We got a room in the loveliest bed and breakfast I've ever stayed at (not that I've ever stayed at more than two).

We were both asleep, me in the bed and Cam on the couch (Honey was curled up on the pillow beside me) and I was trapped in a horrible nightmare.

          "Cam! Cam where are you!" It was all darkness, everywhere I turned. I couldn't see anything!

          "I'm right here, Kayla!"  Came a very scary voice out of the darkness. I thought I'd heard it

          before but I couldn't quite place it. Who's ever voice it was, it wasn't Cam's. Everything started

          spinning, and i was suddenly plunged into cold, dark water. Terror overwhelmed me as i

          looked up into the face of Cam, who was laughing at me as I sank.
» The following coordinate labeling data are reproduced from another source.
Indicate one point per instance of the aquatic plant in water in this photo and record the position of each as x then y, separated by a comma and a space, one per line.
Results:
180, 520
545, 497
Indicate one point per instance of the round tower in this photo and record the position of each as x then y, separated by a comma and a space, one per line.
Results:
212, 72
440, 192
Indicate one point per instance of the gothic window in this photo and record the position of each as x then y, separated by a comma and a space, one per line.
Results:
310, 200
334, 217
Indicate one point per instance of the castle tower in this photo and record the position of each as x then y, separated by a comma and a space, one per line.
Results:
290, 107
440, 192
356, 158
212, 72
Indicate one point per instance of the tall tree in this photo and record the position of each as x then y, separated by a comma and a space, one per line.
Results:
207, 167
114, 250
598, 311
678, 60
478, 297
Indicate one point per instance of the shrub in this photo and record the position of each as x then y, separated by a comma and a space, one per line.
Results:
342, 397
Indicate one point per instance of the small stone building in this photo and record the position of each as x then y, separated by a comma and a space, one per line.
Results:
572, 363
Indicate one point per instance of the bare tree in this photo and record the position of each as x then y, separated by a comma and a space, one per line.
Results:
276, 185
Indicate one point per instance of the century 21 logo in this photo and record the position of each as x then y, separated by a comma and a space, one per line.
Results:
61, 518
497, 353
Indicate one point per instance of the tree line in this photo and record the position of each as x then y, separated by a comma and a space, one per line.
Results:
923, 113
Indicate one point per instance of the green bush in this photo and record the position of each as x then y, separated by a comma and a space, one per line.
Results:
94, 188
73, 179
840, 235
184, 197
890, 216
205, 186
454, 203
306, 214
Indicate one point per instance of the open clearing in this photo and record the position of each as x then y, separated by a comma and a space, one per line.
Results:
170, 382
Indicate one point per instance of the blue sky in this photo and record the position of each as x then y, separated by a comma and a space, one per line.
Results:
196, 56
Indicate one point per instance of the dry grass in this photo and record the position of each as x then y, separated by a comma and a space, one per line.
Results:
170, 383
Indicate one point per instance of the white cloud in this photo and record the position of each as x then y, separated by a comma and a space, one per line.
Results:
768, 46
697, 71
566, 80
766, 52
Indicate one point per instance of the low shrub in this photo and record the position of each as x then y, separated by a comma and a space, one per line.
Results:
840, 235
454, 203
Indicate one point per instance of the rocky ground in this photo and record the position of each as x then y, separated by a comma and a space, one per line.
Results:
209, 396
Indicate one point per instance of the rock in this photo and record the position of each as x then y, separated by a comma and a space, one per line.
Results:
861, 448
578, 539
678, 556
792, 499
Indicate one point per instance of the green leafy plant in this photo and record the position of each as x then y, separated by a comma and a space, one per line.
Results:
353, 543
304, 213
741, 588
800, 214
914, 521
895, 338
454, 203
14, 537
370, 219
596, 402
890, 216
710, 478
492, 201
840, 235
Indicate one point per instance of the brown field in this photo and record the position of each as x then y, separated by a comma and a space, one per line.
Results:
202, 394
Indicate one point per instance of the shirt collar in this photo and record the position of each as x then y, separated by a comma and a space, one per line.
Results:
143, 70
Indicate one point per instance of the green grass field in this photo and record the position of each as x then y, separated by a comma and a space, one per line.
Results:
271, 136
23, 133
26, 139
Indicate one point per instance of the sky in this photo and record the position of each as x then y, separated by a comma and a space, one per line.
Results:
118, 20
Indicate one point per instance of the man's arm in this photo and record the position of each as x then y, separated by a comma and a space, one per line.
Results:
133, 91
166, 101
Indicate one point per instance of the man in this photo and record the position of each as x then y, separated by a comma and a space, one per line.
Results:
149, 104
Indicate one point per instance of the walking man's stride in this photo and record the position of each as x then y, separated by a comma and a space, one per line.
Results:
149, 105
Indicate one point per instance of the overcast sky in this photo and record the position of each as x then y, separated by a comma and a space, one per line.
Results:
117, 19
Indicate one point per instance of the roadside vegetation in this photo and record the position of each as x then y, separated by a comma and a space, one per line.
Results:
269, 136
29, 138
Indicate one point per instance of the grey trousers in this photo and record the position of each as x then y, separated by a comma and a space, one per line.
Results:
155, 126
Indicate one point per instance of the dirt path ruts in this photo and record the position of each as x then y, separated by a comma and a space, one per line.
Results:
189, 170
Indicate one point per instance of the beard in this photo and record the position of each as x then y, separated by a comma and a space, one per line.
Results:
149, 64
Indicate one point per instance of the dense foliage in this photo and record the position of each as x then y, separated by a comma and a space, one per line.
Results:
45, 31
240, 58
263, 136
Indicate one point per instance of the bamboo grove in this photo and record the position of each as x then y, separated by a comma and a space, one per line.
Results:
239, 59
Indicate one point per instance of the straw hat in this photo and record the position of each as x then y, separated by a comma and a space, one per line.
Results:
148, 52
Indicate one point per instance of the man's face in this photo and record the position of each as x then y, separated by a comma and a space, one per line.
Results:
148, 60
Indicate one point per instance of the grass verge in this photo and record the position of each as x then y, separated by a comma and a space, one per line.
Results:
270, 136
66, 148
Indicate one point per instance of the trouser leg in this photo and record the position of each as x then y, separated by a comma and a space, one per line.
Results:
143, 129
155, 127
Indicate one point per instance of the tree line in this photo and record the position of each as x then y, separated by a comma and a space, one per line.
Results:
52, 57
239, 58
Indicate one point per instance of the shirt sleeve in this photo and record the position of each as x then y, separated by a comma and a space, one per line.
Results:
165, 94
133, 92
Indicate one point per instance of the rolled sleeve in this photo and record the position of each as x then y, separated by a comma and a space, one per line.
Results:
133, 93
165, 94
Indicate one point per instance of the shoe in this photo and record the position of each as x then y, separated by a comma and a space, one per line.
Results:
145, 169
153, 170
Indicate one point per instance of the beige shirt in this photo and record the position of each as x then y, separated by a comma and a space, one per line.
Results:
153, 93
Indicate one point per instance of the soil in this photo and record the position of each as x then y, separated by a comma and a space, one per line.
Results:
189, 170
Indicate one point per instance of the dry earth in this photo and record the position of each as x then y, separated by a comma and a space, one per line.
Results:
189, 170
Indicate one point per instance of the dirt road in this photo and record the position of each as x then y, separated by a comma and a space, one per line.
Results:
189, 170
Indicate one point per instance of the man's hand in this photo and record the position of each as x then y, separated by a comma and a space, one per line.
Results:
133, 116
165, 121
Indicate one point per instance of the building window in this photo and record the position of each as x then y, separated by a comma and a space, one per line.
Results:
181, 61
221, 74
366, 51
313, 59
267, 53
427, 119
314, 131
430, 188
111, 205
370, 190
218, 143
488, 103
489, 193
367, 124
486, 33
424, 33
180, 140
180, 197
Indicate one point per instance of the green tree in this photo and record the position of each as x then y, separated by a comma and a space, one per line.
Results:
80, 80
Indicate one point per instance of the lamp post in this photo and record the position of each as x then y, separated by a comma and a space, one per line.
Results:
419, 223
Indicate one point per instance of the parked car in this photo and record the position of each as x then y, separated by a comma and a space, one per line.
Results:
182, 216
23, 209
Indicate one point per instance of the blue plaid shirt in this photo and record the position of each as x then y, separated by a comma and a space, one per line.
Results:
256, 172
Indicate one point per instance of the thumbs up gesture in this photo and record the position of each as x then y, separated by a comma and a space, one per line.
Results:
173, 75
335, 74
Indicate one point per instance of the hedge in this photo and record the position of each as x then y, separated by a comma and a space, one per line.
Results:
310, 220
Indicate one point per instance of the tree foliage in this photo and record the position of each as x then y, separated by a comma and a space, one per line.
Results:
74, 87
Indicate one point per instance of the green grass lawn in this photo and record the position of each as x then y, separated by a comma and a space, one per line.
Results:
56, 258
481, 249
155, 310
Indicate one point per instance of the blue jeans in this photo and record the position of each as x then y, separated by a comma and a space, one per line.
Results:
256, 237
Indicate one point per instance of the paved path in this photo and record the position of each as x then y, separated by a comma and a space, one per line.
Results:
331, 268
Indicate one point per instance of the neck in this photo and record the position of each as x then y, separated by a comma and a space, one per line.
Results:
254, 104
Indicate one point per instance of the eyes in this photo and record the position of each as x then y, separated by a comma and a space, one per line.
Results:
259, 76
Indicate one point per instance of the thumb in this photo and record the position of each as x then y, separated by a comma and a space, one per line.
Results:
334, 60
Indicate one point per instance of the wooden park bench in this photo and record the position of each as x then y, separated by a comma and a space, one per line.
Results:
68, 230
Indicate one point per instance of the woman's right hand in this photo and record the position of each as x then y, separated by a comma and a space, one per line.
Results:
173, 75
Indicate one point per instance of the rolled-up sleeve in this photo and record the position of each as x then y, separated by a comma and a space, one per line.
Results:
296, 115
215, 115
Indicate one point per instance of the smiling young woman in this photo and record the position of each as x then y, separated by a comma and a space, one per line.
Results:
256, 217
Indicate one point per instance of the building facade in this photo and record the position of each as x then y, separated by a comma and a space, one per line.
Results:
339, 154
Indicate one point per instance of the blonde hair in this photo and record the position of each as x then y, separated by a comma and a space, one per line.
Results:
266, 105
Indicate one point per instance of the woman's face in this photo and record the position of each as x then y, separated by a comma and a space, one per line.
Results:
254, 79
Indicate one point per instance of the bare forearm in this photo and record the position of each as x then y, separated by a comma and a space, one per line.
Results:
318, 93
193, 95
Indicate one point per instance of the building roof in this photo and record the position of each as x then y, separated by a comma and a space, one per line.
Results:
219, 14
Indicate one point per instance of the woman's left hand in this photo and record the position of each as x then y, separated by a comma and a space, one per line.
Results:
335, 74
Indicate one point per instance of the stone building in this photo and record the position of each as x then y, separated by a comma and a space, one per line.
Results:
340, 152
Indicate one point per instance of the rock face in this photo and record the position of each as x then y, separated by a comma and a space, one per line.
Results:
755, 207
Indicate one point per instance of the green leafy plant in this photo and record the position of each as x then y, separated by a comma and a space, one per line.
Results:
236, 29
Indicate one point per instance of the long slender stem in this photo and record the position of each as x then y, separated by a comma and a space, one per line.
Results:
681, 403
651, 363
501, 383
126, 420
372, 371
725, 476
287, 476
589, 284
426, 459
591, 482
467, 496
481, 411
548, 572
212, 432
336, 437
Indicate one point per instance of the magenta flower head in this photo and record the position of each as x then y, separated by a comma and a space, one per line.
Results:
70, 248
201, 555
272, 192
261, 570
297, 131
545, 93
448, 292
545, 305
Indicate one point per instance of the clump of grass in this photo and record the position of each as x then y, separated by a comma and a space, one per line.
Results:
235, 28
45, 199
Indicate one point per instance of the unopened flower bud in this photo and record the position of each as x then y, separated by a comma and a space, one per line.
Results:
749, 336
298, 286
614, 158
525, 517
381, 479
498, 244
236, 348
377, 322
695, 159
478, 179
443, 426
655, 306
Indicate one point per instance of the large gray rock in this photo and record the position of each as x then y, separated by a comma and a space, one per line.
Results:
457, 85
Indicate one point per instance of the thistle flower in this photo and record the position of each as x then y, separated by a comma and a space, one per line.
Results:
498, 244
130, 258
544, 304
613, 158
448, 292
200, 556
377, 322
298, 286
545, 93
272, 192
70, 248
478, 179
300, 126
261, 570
          I coulnd't reach the surface.

          Something was pulling me down.

          I can't breath!  

 I woke up, gasping loudly for breath. Tears stung my eyes as I fought back noisy sobs, in result hiccuping just as loud.

"Kayla?" A sleepy voice came from the direction of the couch. "Kayla!" He was quickly at my side, pulling me into him and smoothing my hair out of my face. "It's okay," He whispered in my ear. "It was just a dream, everything is fine," He reached over and turned the bed side light on.

I knew it was a dream.

I knew everything was fine.

I knew Cam wasn't going to push me into fridged waters with an anchor tied to my ankle and laugh from the top as he watched me sink.

 But I couldn't stop crying. "Why are we running away, Cam?" I asked. I was having a break down. I couldn't control what was coming out of my mouth. I hiccuped again, as more tears came. "Why did you leave me with just a note at first? Who is after you and why are they hurting you?" He tensed up, and his hand stopped playing in my hair, but he stayed.

He didn't get up and walk away.

He didn't get up at all.

He didn't throw me off of him.

He hugged me tighter.

"I did some bad things for money," He said. I already had this much figured out, though.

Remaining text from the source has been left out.